Kitzbühel

Der Strom fließt nun aus der eigenen Quelle

© Angerer Harald

Gestern wurde mit „Kohlstatt“ das zweite eigene Kraftwerk der Stadtwerke Kitzbühel offiziell in Betrieb genommen.

Von Harald Angerer

Kitzbühel –Es war eine schwere Geburt, doch nun freut sich Gerhard Eilenberger über sein neues Baby. Der Stadtwerke-Kitzbühel-Direktor konnte gestern Vormittag das neue Wasserkraftwerk „Kohlstatt“ offiziell in Betrieb nehmen. Seitdem fließt der Strom aus heimischer Wasserkraft in den Kitzbüheler Leitungen.

„Unser Ziel war es, die Eigenversorgung deutlich zu steigern. Wir konnten den Anteil mit dem neuen Kraftwerk um 16 Prozent erhöhen“, sagt Gerhard Eilenberger, Direktor der Stadtwerke Kitzbühel. „Kohlstatt“ ist aber nicht das erste Kraftwerk des heimischen Stromanbieters der zu 100 Prozent der Stadt Kitzbühel gehört, bereits drei weitere Anlagen laufen im Stadtgebiet. Auch im Unterlauf des Ehrenbaches ist eine Anlage installiert – bereits seit 113 Jahren wird dort Strom erzeugt.

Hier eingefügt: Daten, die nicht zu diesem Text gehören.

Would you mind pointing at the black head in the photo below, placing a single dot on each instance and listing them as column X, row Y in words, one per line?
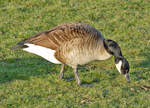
column 122, row 66
column 112, row 48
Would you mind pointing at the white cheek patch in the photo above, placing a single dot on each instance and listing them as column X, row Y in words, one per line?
column 46, row 53
column 118, row 66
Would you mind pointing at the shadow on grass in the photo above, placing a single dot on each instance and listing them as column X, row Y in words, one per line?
column 143, row 67
column 24, row 68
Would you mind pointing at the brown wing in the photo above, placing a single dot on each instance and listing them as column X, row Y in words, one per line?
column 63, row 33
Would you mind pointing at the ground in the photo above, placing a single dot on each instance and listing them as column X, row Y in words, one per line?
column 29, row 81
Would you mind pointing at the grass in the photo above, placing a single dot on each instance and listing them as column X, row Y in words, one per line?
column 29, row 81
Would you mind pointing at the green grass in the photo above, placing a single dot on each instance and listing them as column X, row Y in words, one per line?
column 29, row 81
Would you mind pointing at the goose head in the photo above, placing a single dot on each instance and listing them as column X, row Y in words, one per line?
column 123, row 67
column 121, row 63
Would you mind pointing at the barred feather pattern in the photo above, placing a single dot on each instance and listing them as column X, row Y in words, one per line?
column 74, row 43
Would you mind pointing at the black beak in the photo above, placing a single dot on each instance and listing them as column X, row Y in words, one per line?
column 127, row 77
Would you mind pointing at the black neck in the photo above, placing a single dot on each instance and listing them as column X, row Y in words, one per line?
column 112, row 48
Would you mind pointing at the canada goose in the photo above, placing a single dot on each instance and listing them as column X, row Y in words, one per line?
column 74, row 44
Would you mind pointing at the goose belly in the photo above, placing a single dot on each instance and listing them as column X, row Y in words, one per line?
column 46, row 53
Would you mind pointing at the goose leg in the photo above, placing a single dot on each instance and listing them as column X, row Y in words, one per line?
column 76, row 75
column 61, row 75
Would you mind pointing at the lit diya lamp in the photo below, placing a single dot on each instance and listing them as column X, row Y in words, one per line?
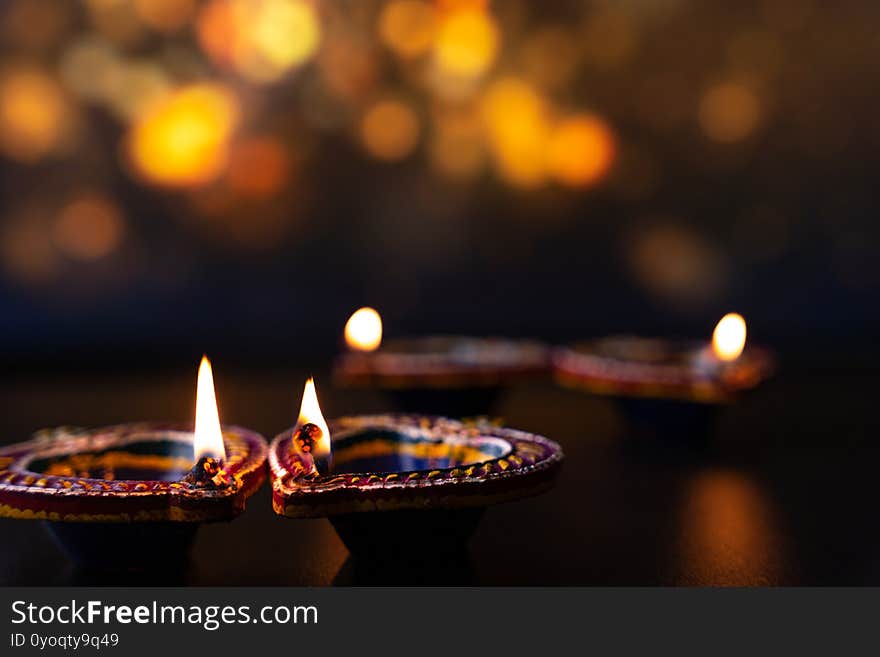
column 133, row 495
column 441, row 375
column 403, row 486
column 666, row 388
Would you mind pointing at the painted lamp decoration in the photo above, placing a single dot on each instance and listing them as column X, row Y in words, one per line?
column 133, row 495
column 668, row 389
column 403, row 485
column 459, row 376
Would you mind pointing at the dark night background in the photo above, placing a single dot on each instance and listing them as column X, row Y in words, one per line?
column 180, row 177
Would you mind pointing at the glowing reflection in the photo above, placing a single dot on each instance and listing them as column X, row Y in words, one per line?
column 183, row 140
column 516, row 119
column 34, row 116
column 261, row 39
column 467, row 43
column 390, row 130
column 580, row 151
column 726, row 531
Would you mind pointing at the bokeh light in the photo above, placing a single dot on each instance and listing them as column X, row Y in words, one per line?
column 34, row 114
column 517, row 121
column 390, row 130
column 580, row 151
column 183, row 140
column 467, row 43
column 729, row 112
column 88, row 228
column 261, row 39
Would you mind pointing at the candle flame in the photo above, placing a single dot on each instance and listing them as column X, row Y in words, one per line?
column 729, row 338
column 363, row 331
column 208, row 437
column 310, row 413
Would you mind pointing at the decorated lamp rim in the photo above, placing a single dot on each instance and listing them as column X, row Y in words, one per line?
column 527, row 467
column 584, row 365
column 25, row 493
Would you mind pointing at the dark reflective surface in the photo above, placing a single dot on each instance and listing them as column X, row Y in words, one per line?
column 783, row 493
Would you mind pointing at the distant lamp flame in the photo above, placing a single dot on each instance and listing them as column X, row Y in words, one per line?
column 363, row 331
column 317, row 443
column 208, row 438
column 729, row 338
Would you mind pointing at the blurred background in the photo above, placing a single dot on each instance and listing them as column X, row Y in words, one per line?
column 237, row 176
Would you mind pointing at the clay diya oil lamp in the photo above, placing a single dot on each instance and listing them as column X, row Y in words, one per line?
column 132, row 496
column 403, row 486
column 668, row 389
column 441, row 375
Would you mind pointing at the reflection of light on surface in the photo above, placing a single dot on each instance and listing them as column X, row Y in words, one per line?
column 88, row 228
column 27, row 254
column 33, row 115
column 456, row 147
column 580, row 151
column 729, row 337
column 183, row 140
column 363, row 330
column 675, row 263
column 258, row 167
column 467, row 43
column 729, row 112
column 261, row 39
column 516, row 120
column 725, row 530
column 165, row 15
column 550, row 56
column 407, row 26
column 390, row 130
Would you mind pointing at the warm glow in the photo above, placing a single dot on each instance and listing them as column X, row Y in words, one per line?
column 581, row 151
column 729, row 337
column 33, row 115
column 363, row 330
column 467, row 43
column 390, row 130
column 518, row 126
column 208, row 437
column 261, row 39
column 183, row 140
column 310, row 413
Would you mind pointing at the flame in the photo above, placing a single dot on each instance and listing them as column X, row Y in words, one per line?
column 363, row 330
column 310, row 412
column 729, row 338
column 208, row 438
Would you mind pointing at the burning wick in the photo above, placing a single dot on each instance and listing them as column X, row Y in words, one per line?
column 311, row 436
column 209, row 451
column 363, row 330
column 728, row 343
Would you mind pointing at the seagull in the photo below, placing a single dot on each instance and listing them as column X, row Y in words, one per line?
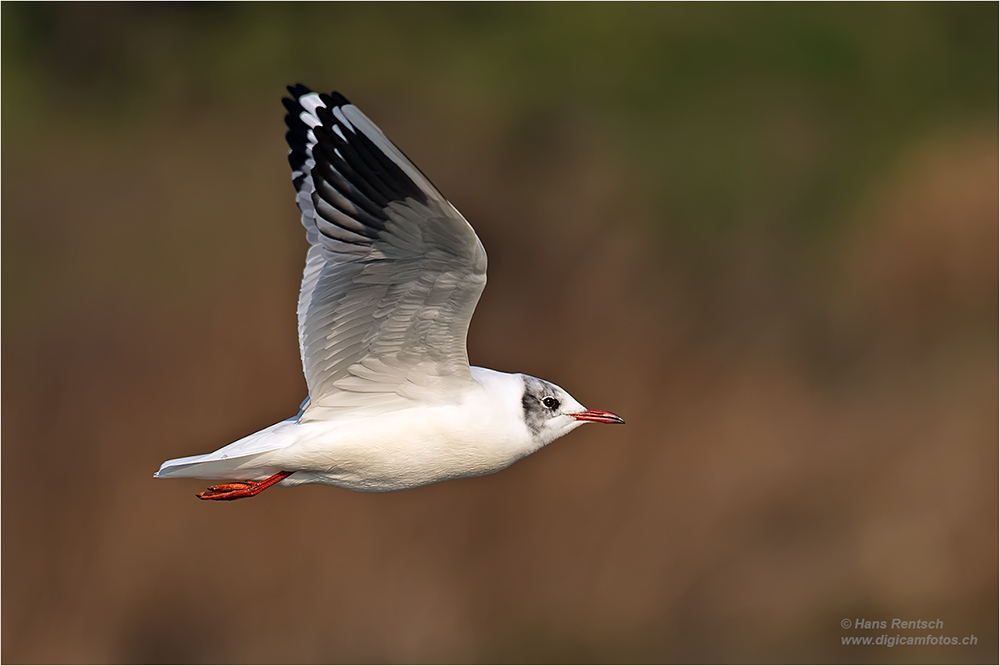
column 392, row 277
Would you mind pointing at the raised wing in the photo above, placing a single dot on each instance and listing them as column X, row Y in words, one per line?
column 394, row 272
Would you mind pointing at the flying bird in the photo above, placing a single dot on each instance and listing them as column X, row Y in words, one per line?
column 392, row 277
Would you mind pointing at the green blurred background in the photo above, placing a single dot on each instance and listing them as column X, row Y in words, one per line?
column 765, row 234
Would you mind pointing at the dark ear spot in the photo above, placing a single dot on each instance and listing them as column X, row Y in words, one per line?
column 535, row 412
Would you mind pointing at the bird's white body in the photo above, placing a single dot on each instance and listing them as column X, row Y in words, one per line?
column 482, row 433
column 392, row 278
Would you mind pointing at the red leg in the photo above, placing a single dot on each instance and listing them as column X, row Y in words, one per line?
column 240, row 489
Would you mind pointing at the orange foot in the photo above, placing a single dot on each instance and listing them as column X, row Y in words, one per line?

Schon im Jahr 2006 haben die Stadtwerke damit begonnen, dieses neue Kraftwerk zu planen, doch bis zur Umsetzung dauerte es einige Jahre, erst im Juli 2013 konnte mit den Bauarbeiten begonnen werden. Vorher kämpfte Eilenberger mit den Genehmigungsverfahren. Das Projekt wurde in drei Bauphasen durchgeführt. Zuerst wurde der Wasserspeicher direkt unter der Skipiste errichtet, dann folgte die Druckleitung mit einer Länge von 1300 Metern und 180 Höhenmetern und zuletzt wurde das Krafthaus mit einer 500-Kilowatt-Turbine fertig gestellt. Die Anlage erzeugt etwa eine Million Kilowattstunden Strom, damit können etwa 350 Kitzbüheler Haushalte versorgt werden. Insgesamt produzieren die Stadtwerke Kitzbühel jährlich sieben Millionen Kilowattstunden Strom, das entspricht knapp einem Zehntel des Bedarfs der Stadt. Das Investitionsvolumen für das Kraftwerk liegt bei 3,3 Millionen Euro, wobei 735.000 Euro als Förderung abgezogen werden können. „Wir haben das Kraftwerk ganz ohne Fremdmittel finanziert“, erklärt Eilenberger stolz.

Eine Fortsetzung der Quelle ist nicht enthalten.